2: In (function (fs, pp_res, gFunc, popAlias, channels, gFunc_args)  :
  Activation_33.fcs: Not enough events to proceed the data-driven gating!Returning a dummy gate instead.
3: In (function (fs, pp_res, gFunc, popAlias, channels, gFunc_args)  :
  Activation_33.fcs: Not enough events to proceed the data-driven gating!Returning a dummy gate instead.
4: In (function (fs, pp_res, gFunc, popAlias, channels, gFunc_args)  :
  Activation_33.fcs: Not enough events to proceed the data-driven gating!Returning a dummy gate instead.
5: In (function (fs, pp_res, gFunc, popAlias, channels, gFunc_args)  :
  Activation_33.fcs: Not enough events to proceed the data-driven gating!Returning a dummy gate instead.
DillonHammill commented 4 years ago

Thanks, these are the same warnings that I used to see.
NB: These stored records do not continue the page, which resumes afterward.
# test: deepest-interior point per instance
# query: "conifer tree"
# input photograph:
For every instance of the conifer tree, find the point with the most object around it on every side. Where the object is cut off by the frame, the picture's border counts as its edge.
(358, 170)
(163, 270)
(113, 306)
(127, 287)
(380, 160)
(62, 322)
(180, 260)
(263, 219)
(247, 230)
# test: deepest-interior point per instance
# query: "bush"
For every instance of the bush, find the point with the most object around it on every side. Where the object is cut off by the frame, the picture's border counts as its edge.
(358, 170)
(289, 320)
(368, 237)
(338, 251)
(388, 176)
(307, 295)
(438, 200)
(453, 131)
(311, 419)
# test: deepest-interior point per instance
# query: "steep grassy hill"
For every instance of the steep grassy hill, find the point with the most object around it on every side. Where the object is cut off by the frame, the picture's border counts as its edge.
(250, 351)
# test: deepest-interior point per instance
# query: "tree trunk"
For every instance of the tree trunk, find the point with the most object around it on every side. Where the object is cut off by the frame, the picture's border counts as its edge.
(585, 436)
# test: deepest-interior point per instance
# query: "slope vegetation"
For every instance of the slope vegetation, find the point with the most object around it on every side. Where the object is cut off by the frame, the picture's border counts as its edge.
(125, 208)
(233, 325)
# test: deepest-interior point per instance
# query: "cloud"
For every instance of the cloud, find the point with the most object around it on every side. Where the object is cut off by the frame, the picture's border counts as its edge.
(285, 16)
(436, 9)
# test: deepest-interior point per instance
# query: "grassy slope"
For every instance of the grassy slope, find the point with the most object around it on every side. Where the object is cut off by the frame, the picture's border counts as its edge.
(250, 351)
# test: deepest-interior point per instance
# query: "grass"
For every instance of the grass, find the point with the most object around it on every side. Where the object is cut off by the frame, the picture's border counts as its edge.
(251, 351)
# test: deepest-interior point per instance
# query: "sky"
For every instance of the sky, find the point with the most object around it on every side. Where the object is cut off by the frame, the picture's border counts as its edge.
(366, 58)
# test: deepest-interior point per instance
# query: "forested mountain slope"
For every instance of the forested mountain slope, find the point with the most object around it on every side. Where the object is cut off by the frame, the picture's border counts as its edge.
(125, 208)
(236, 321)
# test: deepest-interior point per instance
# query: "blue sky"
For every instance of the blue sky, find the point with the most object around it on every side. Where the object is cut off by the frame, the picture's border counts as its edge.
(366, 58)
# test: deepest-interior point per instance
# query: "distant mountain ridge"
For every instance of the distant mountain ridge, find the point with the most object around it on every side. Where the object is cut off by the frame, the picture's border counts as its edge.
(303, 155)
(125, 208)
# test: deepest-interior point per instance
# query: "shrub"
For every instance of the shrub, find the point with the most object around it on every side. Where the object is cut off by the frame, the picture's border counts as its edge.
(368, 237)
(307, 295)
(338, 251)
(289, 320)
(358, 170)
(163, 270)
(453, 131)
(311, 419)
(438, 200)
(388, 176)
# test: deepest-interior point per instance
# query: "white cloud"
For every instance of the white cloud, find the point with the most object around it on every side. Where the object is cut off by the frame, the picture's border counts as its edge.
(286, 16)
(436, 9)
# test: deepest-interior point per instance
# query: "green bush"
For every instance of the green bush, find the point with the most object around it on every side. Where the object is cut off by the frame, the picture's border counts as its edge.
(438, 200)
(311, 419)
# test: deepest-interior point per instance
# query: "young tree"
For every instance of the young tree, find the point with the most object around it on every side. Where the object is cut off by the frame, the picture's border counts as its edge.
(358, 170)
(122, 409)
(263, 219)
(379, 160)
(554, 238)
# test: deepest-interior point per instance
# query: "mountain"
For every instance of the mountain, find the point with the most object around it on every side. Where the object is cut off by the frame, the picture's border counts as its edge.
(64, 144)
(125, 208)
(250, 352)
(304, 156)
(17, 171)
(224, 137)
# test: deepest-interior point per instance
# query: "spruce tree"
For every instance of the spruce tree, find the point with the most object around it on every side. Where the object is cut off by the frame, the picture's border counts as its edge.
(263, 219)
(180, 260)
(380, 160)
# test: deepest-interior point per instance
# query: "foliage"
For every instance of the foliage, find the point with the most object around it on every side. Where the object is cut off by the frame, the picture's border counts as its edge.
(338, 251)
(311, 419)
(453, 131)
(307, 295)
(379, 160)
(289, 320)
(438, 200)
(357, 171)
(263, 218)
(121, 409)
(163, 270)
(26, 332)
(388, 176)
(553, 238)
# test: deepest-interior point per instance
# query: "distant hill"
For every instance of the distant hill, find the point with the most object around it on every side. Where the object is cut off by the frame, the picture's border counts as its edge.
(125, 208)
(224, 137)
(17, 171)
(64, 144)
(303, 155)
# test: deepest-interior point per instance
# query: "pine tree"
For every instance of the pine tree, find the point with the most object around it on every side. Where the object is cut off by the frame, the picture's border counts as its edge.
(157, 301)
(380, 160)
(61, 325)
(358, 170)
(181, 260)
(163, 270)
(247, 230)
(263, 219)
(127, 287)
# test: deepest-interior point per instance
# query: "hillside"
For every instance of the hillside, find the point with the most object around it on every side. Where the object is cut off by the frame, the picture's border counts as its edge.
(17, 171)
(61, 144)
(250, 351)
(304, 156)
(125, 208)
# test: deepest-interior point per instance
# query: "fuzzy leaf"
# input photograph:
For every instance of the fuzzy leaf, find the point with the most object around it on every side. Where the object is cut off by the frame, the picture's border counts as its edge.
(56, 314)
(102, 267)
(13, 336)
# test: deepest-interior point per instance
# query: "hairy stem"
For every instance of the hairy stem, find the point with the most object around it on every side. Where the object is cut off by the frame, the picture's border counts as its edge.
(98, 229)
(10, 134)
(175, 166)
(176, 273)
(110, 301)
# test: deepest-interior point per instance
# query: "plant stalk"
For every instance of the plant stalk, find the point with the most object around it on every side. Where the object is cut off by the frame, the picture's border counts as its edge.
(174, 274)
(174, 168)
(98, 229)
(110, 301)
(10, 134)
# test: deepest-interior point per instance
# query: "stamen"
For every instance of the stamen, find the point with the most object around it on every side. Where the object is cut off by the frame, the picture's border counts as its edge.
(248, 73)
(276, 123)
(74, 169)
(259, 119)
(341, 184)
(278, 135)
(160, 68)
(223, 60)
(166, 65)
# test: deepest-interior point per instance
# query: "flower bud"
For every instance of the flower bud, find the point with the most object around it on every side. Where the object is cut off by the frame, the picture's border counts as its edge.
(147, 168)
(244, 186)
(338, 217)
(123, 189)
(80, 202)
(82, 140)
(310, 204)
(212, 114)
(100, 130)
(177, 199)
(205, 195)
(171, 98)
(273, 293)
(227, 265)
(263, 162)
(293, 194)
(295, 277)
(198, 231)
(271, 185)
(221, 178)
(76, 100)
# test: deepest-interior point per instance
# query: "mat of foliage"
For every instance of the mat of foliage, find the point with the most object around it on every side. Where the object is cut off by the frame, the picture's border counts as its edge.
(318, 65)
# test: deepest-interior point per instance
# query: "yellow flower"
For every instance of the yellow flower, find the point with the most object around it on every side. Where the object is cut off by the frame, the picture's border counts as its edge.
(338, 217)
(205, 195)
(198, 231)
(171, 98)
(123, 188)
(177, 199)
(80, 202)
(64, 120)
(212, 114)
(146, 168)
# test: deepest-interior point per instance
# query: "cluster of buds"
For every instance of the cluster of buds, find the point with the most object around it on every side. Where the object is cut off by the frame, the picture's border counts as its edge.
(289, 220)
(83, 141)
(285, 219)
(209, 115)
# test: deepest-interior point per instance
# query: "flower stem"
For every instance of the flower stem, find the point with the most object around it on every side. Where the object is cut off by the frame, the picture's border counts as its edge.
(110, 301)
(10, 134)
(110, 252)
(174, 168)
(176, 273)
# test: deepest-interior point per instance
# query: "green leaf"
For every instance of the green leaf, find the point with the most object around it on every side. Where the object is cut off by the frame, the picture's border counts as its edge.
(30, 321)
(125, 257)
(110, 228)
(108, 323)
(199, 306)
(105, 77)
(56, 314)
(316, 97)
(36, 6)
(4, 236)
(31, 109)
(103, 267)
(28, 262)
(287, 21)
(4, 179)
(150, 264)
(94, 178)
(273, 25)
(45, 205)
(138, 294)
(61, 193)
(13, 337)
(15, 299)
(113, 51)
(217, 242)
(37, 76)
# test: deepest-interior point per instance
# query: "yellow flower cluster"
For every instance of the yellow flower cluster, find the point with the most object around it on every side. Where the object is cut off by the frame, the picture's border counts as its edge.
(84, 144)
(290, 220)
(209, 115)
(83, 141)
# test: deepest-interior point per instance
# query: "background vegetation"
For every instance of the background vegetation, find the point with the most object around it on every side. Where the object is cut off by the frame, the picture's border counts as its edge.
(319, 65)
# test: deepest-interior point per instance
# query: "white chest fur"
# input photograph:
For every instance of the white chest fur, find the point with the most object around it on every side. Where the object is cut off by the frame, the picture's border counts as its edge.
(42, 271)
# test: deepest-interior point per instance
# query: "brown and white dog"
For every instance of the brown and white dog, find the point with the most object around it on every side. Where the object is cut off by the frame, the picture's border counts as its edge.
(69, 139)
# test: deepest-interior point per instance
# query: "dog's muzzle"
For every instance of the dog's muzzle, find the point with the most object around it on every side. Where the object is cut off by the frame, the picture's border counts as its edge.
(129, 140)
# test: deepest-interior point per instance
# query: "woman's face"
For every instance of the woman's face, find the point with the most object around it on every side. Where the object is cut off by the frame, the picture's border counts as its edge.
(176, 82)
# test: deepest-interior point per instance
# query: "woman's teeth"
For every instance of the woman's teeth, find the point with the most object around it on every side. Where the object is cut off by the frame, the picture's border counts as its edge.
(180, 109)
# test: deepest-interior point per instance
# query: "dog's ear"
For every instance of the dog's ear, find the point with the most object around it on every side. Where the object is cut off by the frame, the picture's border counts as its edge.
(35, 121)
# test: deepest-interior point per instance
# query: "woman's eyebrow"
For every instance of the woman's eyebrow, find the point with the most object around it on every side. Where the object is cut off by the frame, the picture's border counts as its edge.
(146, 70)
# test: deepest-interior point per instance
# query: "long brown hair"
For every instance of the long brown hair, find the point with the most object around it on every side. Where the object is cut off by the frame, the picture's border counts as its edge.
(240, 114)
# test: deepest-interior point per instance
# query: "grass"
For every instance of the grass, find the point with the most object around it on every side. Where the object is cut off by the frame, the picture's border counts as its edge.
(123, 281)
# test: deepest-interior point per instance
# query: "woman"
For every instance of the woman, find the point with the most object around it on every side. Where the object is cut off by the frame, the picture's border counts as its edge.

So as far I can tell it is now performing as well as it used to. I will try running on my computer now...

DillonHammill commented 4 years ago

Thanks @jacobpwagner. Really appreciate your help. This is working now as expected now. I will keep this open in case we want to address the warnings. From what I can tell they don't seem to impact on anything.

jacobpwagner commented 4 years ago

Yeah. I can look in to it, but they are probably appropriate warnings for automated gating methods applied to some of those minimal populations.

DillonHammill commented 4 years ago

I think it is because I am using the gatingTemplate in an unconventional way, by passing gates manually through the template. There aren't any data driven gates in these templates.

mikejiang commented 4 years ago

Not enough events warning is from openCyto, which is irrelevant to cytolib. So I am closing it for now.